1866 yılında yüzde 75 oranında nitrogliserini, yüzde 25 oranında emici bir toprak türü olan kieselguhr ile karıştırarak barutu (Çinliler bunu çok eski zamanlardan beri kullanıyorlardı) buldu. Barutun bulunmasının sonucunda savaş stratejileri kökten değişince Alfred Nobel’in nasıl bir yıkıcı keşif yaptığının farkına varması üzerine servetinin 1 milyon kronunun yeğenleri ve bir dönem aşık olduğu Sofie Hess arasında paylaştırılmasını, geri kalan 33 milyon 200 bin kronunu da her yıl insanlığa hizmette bulunanlara sunulmasını vasiyet etmişti. Bu ödüller fizik, kimya, tıp ya da fizyoloji, edebiyat ve barışa hizmet olmak üzere toplam beş dalda verilecekti. Nobel’in bu vasiyeti önceleri büyük tartışma yarattı. Ancak 1900 yılında İsveç Hükümeti Nobel Vakfı’nı kurdu. Bu yıldan sonra da Nobel Ödülleri düzenli olarak verilmeye başlandı. 1901 yılında dağıtımına başlanan Nobel Bilim Ödülleri'nden fizik dalında günümüze kadar 154 bilim adamına ödül verilmiştir.
… … …
Sözün burasında Zülfü Livaneli’nin hayatından kesitleri verdiği “ Sevdalım Hayat” adlı kitabı aklıma geldi. Oradan konumuzla ilgili birkaç paragraf aktarmak istiyorum.

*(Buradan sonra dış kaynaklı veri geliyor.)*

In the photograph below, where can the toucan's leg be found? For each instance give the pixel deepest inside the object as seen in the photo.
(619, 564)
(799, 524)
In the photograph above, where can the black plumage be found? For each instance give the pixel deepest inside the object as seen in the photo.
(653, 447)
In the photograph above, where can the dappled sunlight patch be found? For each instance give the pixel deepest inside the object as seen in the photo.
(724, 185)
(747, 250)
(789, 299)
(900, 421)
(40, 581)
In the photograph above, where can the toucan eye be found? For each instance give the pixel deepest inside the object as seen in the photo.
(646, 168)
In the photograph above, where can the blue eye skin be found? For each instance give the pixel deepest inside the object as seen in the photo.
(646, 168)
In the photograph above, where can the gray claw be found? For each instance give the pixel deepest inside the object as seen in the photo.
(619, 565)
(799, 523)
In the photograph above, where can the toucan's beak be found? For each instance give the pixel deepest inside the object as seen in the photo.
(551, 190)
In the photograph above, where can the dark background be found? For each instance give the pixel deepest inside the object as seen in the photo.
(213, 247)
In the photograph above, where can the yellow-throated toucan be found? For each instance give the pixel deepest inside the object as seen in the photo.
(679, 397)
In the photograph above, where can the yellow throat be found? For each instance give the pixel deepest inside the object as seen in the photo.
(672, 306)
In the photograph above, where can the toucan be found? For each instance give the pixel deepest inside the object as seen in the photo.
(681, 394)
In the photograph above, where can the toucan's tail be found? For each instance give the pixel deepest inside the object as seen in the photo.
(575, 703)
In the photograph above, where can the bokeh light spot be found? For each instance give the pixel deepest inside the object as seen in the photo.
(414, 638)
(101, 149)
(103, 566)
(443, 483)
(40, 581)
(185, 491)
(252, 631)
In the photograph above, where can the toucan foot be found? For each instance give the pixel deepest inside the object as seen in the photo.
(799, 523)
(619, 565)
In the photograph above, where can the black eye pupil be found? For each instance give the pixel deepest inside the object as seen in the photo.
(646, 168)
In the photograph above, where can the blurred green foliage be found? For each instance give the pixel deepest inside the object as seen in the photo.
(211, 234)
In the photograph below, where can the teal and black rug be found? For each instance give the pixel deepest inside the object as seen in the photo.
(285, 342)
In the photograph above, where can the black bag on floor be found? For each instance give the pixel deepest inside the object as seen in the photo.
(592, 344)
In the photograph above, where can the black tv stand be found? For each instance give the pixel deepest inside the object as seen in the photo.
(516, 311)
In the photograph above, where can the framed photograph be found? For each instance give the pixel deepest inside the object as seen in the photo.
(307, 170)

“(…) Ama Türk aydınlarının çoğu tek boyutlu oluyordu. Ekonomi bilse edebiyattan anlamıyor, edebiyatçı olsa müzik bilmiyor, yada bazı müzikçiler gibi başka hiçbir şeyden anlamıyorlardı. Edindiği kültürü hayatına yayan bir yirminci yüzyıl aydınına çok zor rastlanıyordu. Birde sol fanatizm vardı tabii.”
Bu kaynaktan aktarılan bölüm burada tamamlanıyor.